Note the wp-includes/fonts/dashicons.woff file does NOT include the 13 new icons.
Note the shim provided for themes wanting to utilize the wp_body_open() function in older versions of WordPress and prevent fatal errors from the undefined function

But Wait, There is More!

Over 228 bugs, 59 enhancements, 3 feature requests, and 16 blessed tasks have been marked as fixed in WordPress 5.2. Some additional ones to highlight include:

  • Embeds: YouTube embeds lack title attribute (#40245)
  • Export: Issue with WP Export – adding spaces to .xml file (#46575)
  • Feeds: Feeds now respect the Last-Modified headers (#4575)
  • General: Add sodium_compat — a libsodium-compatible cryptography API for PHP <7.2 (#45806)
  • I18N: The Personal Data Erasure Fulfillment email is now in the Users Locale (#44721)
  • I18N: The Personal Data Export email is now in the Users Locale (#46056)
  • Networks and Sites: Introduces the ms_user_list_site_class filter (#41146)
  • Networks and Sites: Introduces the populate_site_meta filter (#46437)
  • Privacy: The ‘Download Personal Data’ admin action no longer triggers a completion of the request (#44644)
  • Privacy: Users are now able to make additional requests when identical previous requests are in a complete or archived state (#44707)
  • Privacy: Remove the Privacy Pointer (#45999)
  • Privacy: The Privacy Policy guide help notice is now displayed on both the classic editor and the block editor (#46098)
  • Privacy: Remove the Privacy Bubble (#46819)
  • Themes: Add global action to get_template_part (#41575)

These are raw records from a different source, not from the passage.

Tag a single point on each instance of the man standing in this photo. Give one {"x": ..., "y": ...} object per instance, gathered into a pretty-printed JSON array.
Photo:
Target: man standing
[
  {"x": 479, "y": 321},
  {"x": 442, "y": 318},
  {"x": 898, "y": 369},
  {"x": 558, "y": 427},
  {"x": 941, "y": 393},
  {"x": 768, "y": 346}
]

Please, test your code. Fixing issues helps you and helps millions of WordPress sites.

Props to @desrosj and @earnjam for contributing to this guide.

UPDATE on 7 May 2019: Added “Changes to post globals setup and usage in get_the_content() and related functions in WordPress 5.2″ dev note to the Other Developer Updates section.

UPDATE #2 on 17 May 2019: Added “Security in 5.2” dev note to the newly created Security section.